Monday, September 22, 2008

Bridges

This morning I got up early to do something I hadn't done in a while - go for a long ride on my scooter with a group of people. From our meeting point in downtown Fengyuan 豊原, my friends Michael and Roddick, along with Michael's friends Drew, Augustin and his charming wife Chou, plus yours truly, took off on four scooters (and in one car). We went through the town of Dongshih 東勢, up into the hills and past the Liyutan Reservoir, and finally down to the site of the Longteng Broken Bridge, located in the town of Sanyi 三義. From the parking lot near the site of the viaduct ruins, we started to walk along the abandoned railway tracks:


Eventually, we came to a 726 meter-long (2382 feet) tunnel, which served to remind me that I had neglected to bring along a flashlight:

 

Emerging from the tunnel, we saw our first crowds of the day as we came to the old Shengsing Station 勝興, part of the former Western Trunk Line 旧山線. Built in 1911 to reflect Shengsing village's role as a center of the camphor oil industry, it was once the highest train station in Taiwan, sitting at an altitude of 402 meters (1319 feet). Originally named Shi Liu Fen 十六分, Shengsing Station was shut down in 1998 with the completion of a new Taichung Line 台中線. There are other, arguably more attractive old train stations in Taiwan dating from the Japanese era, but Shengsing has been discovered by the weekend tourist hordes, and the street in front of the station was full of souvenir shops and Hakka 客家 restaurants, not to mention thirsty Westerners on the lookout for Taiwan Beer:


After the beer break, we headed back towards our parked scooters (and car), only this time walking on the road instead of on the train tracks. According to one of my guidebooks, the distance between the station and the viaduct is 6 kilometers (3.7 miles), though it didn't seem that far to me. Before getting on our scooters, I took a couple of pictures of the broken bridge. Constructed in 1905, it was destroyed in an earthquake in 1935, and the picturesque ruins are all that remain today. There was a time when the Long Deng Viaduct was unknown (along with Sheng Shing station), but in the wake of the leisure boom that took off in Taiwan with the introduction of the five-day work week in the early part of this decade, it has become a local icon:


Saying "adieu" to Sanyi, we headed in the same direction as we had come, stopping off in the town of Jhuolan 卓蘭 to have lunch. Much to the amusement of Augustin, we ate at a place that called itself Rive Gauche (the Left Bank). The food was hardly French, but it was surprisingly good (and inexpensive). And, yes, more Taiwan Beer was consumed. My standards are definitely slipping!
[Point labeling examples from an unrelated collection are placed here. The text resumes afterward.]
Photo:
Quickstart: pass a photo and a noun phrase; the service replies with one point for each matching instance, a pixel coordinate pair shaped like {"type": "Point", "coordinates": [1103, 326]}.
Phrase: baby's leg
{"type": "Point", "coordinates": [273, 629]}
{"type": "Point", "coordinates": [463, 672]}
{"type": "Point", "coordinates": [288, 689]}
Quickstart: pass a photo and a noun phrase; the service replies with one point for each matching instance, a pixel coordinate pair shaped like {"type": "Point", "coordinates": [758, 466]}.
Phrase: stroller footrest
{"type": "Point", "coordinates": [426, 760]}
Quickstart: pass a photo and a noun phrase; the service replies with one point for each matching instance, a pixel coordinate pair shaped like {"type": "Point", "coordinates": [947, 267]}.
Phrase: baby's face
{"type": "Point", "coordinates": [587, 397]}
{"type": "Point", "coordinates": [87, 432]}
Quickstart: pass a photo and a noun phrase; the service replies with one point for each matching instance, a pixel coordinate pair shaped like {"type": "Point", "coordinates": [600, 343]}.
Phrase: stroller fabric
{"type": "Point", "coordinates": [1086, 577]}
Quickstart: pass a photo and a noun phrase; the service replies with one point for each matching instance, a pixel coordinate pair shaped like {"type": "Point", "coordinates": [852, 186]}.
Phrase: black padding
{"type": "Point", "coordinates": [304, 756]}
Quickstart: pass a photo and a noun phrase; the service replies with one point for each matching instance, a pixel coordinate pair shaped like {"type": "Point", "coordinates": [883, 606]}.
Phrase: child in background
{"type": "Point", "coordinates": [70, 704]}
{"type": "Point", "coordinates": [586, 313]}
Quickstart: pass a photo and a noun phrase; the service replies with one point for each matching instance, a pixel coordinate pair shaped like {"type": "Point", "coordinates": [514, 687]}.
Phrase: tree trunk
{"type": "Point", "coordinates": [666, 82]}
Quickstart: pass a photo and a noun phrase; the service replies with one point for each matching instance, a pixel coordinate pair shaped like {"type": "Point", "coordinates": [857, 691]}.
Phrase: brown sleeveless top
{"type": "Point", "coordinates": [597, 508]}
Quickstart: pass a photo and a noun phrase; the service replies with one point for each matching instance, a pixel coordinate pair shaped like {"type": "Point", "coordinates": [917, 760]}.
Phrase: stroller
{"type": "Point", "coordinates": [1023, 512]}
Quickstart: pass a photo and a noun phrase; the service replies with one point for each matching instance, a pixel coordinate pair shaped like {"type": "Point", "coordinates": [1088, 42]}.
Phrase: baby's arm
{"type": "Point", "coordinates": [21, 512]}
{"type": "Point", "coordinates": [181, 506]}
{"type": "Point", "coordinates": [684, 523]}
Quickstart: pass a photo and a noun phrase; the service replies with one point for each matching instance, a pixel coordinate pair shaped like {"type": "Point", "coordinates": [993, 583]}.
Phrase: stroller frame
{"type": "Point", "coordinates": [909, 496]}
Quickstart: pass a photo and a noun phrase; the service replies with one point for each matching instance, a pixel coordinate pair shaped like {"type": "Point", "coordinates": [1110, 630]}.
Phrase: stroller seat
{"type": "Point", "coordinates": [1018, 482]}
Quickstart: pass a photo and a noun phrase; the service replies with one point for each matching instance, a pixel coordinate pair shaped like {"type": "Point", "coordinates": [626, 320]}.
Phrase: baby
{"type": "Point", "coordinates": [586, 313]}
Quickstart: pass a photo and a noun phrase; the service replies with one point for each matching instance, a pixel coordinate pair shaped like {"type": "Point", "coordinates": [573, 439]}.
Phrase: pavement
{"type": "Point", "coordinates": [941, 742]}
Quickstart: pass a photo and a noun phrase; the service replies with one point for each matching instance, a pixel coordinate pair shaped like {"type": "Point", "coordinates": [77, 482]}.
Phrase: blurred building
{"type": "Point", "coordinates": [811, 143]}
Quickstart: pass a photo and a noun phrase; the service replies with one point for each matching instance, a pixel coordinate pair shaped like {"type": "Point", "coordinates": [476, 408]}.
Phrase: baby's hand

Back in Fengyuan in the mid-afternoon, it was time to for everyone to part. Perhaps inspired by the ruins in Sanyi, before heading home, I once again rode out to the Tachia River 大甲渓 to see if I could get a look at the collapsed Houfeng Bridge. This time I was able to find a dirt track that led directly down to the riverbank (and under the bridge itself, a worrisome proposition), where I was able to get a good look at the destruction from last weekend's Typhoon Sinlaku:


I wasn't the only one out there this afternoon looking at these ruins, but this was one sight I hope never becomes a tourist attraction.

From this morning's Taipei Times, a newspaper not as good as the China Post (unless you like your news to be factual and unbiased!):

"Democracy pioneer Peng Ming-min 彭明敏 and those who helped him escape the Chinese Nationalist Party (KMT) 中国国民党 regime in 1970 to seek political asylum in Sweden gave detailed accounts of the well-planned journey at a press conference in Taipei 台北 yesterday."

It's an interesting article of how one of Taiwan's foremost proponents of democracy during the martial law era was able to escape to Sweden, and eventually to the USA, with the help of two Japanese nationals, who were both present at Saturday's press conference. That's just the kind of interference by Japanese colonialists in Chinese domestic affairs that boils the blood of any true blue KMT die hard!